Relevant Financial Disclosures (within past 24 months)
Salary AstraZeneca

Abstract

Introduction:
Human epidermal growth factor receptor 2 (HER2) over-expression is a driver of breast cancer tumorigenesis in a subset of patients. HER2-positive metastatic breast cancer is treated with anti-HER2 antibodies, such as trastuzumab. In the clinic, HER2-positive is defined as immunohistochemistry (IHC) 3+ or IHC 2+ and FISH-positive. Novel anti-HER2 antibody drug conjugates may be clinically effective even with lower levels of HER2 expression necessitating more sensitive and robust quantification of HER2. Mass spectrometric targeted assays have shown several advantages over IHC assays, including absolute quantitation and enhanced multiplexing. To maximize the sensitivity and the selectivity of a clinical MS assay, we have taken advantage of ion mobility separation of peptides, subsequent to reverse-phase nanoLC separation and prior to separation in the gas-phase. We have developed a targeted HER2 mass spectrometric assay utilizing FAIMS separation, coupled to a high resolution Orbitrap detector, and applied it to FFPE tissue tumor biopsies.
Methods:
The HER2 FAIMS-PRM assay utilized an EvoSep One nanoLC system (EvoSep, Odense, DK) coupled to an Orbitrap Fusion Lumos mass spectrometer with a FAIMS-PRO interface (Thermo Scientific, San Jose, CA). Formalin-fixed HeLa cells and human tissue were used as a complex matrix to determine the limit of detection (LOD) and limit of quantitation (LOQ). A ten-point dilution series was acquired in triplicate, ranging from 5 amol to 100 fmol on-column. Each analysis consisted of 1 µg matrix or sample spiked with stable-isotope labeled internal standard peptide (5 fmol; ELVSEFSR).

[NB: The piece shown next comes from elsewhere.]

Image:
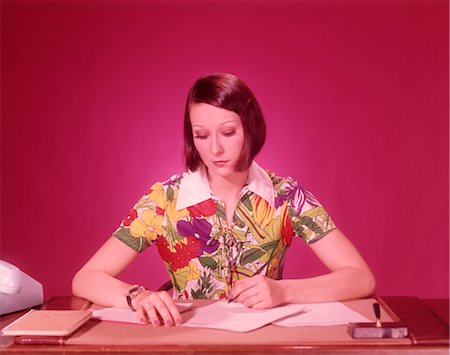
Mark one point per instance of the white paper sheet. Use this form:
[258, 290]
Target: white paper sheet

Test samples included HER2+ and HER2- FFPE breast cancer samples Tumor-rich regions were collected by laser microdissection using LEICA LMD 6500 (LEICA Biosystems, Germany), and digested with trypsin. PRM data was analyzed using Skyline software version 4.2 (University of Washington, WA).
Results:
The optimal compensation voltage for HER2: ELVSEFSR [M+2H]2+ was -57 V. For the ELVSEFSR peptide, LLOQ changed from 137 amol to 45 amol with ion-trap detection, and improved CV was observed with Orbitrap detection. We demonstrated that this assay allows absolute quantitation of HER2 levels in FFPE tumor samples at attomole levels.
Conclusions:
FAIMS-PRM further improves the conventional PRM performance and offers more sensitive biomarker quantitation in the clinical setting, applicable to HER2 quantitation in FFPE tumor biopsies. We see a peptide-specific range of sensitivity improvement with FAIMS, presumably dependent upon the level of interference without FAIMS and the degree to which FAIMS is able to remove the interfering peaks. This technology will allow us to investigate patient stratification for anti-HER2 therapy below the current IHC 2+/3+ thresholds.